Researchers from Stanford University have released a massive dataset of more than 224,000 chest x-rays to be used for the development of artificial intelligence (AI) algorithms. The group has also launched a competition for developers of AI algorithms to test their models.
Called CheXpert, the database was released by Stanford's Machine Learning Group. It features 224,316 chest radiographs and radiology reports retrospectively gathered on 65,240 patients at Stanford Hospital's outpatient and inpatient centers between October 2002 and 2017.
Importantly, each radiology report is labeled as positive, negative, or uncertain for the presence of 14 specific observations. These structured labels were created for the images by an automated rule-based labeler developed by Stanford that uses natural language processing to extract observations from free-text radiology reports. This open-source automated labeler is also publicly available for download.
"Automated chest radiograph interpretation at the level of practicing radiologists could provide substantial benefit in many medical settings, from improved workflow prioritization and clinical decision support to large-scale screening and global population health initiatives," the group wrote on the CheXpert webpage. "For progress in both development and validation of automated algorithms, we realized there was a need for a labeled dataset that (1) was large, (2) had strong reference standards, and (3) provided expert human performance metrics for comparison."
Notably, Stanford is co-releasing CheXpert along with Medical Information Mart for Intensive Care (MIMIC)-CXR, another new public dataset of 371,920 chest x-rays associated with 227,943 imaging studies sourced from Beth Israel Deaconess Medical Center in Boston between 2011 and 2016. The Stanford labeler was also used to create structured labels for the images in the MIMIC-CXR dataset.

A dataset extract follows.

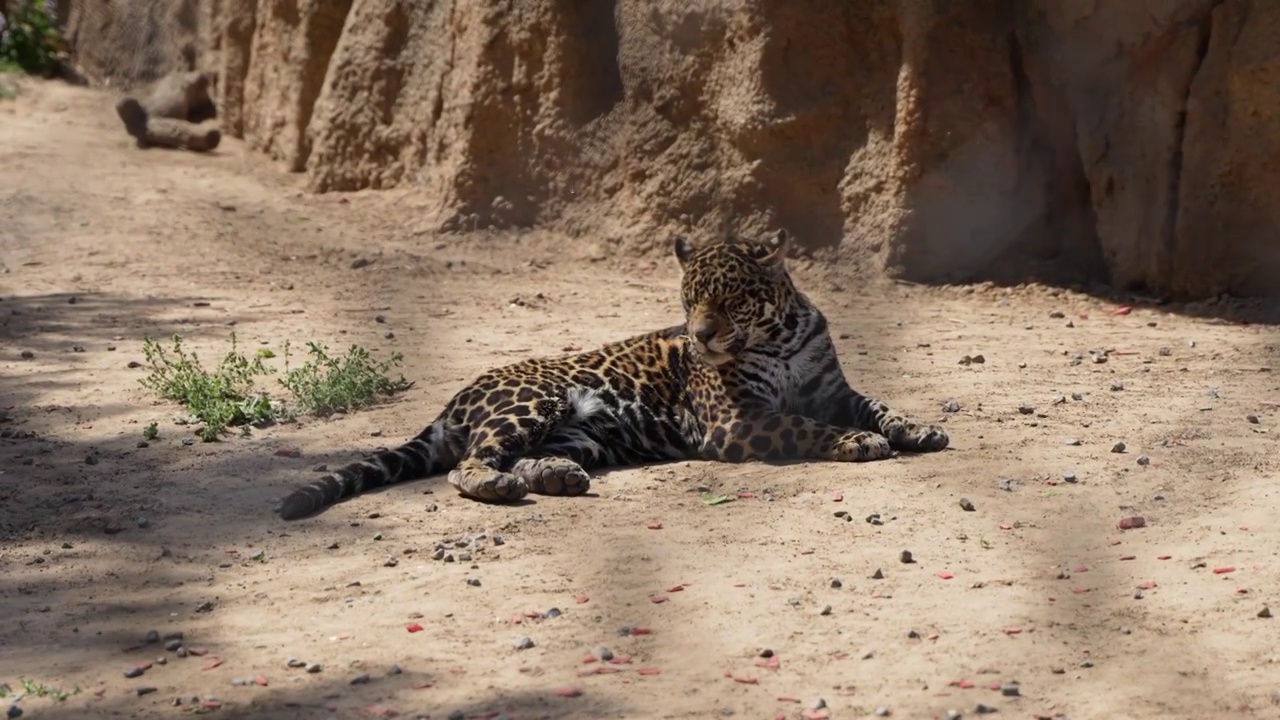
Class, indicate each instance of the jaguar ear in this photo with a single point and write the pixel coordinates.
(684, 249)
(776, 247)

After developers train their chest radiograph algorithms, they can enter a competition to see if their models perform as well as radiologists for detecting different pathologies. Participating teams will be able to submit executable code for official evaluation on a test of 500 studies from 500 patients that had not previously been seen by the models.

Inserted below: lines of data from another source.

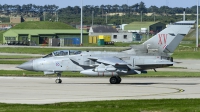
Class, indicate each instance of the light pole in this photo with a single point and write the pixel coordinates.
(81, 22)
(106, 18)
(92, 17)
(197, 32)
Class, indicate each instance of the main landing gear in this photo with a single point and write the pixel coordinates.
(115, 80)
(58, 80)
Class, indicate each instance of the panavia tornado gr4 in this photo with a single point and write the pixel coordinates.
(152, 54)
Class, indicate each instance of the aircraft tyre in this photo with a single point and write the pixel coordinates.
(115, 80)
(58, 81)
(119, 80)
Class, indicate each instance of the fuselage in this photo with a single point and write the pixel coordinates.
(82, 62)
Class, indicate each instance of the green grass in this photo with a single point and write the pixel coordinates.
(77, 74)
(1, 36)
(49, 50)
(161, 105)
(42, 25)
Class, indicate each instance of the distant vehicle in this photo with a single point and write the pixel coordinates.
(152, 54)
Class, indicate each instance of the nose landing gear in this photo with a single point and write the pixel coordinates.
(58, 80)
(115, 80)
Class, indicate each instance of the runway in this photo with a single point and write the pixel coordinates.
(29, 90)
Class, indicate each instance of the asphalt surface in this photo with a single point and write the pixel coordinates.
(187, 65)
(26, 90)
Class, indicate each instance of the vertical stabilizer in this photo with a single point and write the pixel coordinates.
(168, 39)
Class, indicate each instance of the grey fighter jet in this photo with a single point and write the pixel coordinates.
(153, 53)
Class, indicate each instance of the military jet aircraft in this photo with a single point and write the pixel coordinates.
(153, 53)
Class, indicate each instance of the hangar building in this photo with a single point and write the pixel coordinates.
(40, 36)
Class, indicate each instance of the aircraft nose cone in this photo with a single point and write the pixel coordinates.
(26, 66)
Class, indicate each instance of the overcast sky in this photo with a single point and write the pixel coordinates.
(65, 3)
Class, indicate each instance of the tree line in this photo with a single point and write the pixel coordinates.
(120, 13)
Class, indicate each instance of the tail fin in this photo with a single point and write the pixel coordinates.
(168, 39)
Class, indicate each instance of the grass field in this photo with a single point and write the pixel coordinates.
(163, 105)
(42, 25)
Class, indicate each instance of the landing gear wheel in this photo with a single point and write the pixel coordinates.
(58, 81)
(115, 80)
(119, 80)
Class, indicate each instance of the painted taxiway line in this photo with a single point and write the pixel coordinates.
(36, 90)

The Stanford group said that each of the 500 studies was individually annotated by eight board-certified radiologists, who classified each of the 14 observations as present, uncertain likely, uncertain unlikely, and absent. All annotations of "present" or "uncertain likely" were considered to be positive results, while all "absent" or "uncertain unlikely" findings were treated as negative results. A majority vote of five radiologist annotations served as ground truth for the study, while the other three radiologist annotations were used to benchmark radiologist performance, according to the group.
Current algorithm scores on the test set will be displayed on a leaderboard on the competition's webpage beginning in February. The researchers noted that, on a per-observation basis, their own baseline chest radiograph interpretation model achieved higher performance than the three radiologists individually for cardiomegaly, edema, and pleural effusion, but not compared with their majority vote. All three radiologists performed better than the model for atelectasis, while the model bested two of the three radiologists for the observation of consolidation.